By having the compiler assign data dependent instructions to execution units that are physically close to one another the communication overhead on the chip can be reduced. The individual operations wait for the operands to arrive at their assigned execution unit, once all of operations dependencies are available then the operation fires and its result is forwarded to any waiting instruction. In this way the operations making up the TRIPS are dynamically scheduled according to the data flow of the block and the amount of communications that have to occur across large distances are limited. Once an entire block is executed its can be retired and its results can be written to a register or memory.
At the block level a TRIPS processor can still function much like a conventional processor. Blocks can be executed out of order, speculatively, or in parallel. They have also defined TRIPS as a polymorphous architecture meaning the configuration and execution dynamics can be changed to best leverage the available parallelism. If code is highly parallelizable it might make sense to allow bigger blocks mapped. However, by performing these type of operations at the level of a block instead of for each individual instruction the overhead is theoretically drastically reduced.
There is some flexibility in how the hardware can be utilized. For some types of software with a high degree of parallelism you may want very large blocks, when there is less data level parallelism available it may be better to schedule multiple blocks onto the substrate simultaneously.

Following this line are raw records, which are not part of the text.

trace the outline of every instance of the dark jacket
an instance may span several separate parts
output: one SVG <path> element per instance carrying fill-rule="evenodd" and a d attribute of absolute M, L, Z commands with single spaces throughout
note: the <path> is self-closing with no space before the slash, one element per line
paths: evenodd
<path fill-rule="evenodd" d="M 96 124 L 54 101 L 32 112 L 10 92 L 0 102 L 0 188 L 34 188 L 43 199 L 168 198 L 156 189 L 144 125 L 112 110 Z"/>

I'm not sure how the prototype is implemented but the designers have several papers available where they discuss how a TRIPS style architecture can be adapted to perform well on a wide gamut of software.
Oh, and before someone points this out for me, you have to imagine that the routing requirements are VASTLY improved. Imagine a grid of ALU's each connected by a single bus, (simple,) rather than 128 bypass busses all multiplexed in to each ALU. (chaos! don't forget the MUX logic!) You map one instruction to one (virtual) ALU, rather than one result to a (virtual) register. Then you pipeline/march each instruction with its partial data down the grid until all the inputs come in. Instructions continually cascade in the top of the grid, and commit out the bottom. But their results are available to feed other instructions as soon as they are computed! Never have to wait for a MUX or a bus or what-have-you. Plus, you can clock the whole thing EXTREMELY fast, because you don't have these wire-delays from difficult routing requirements.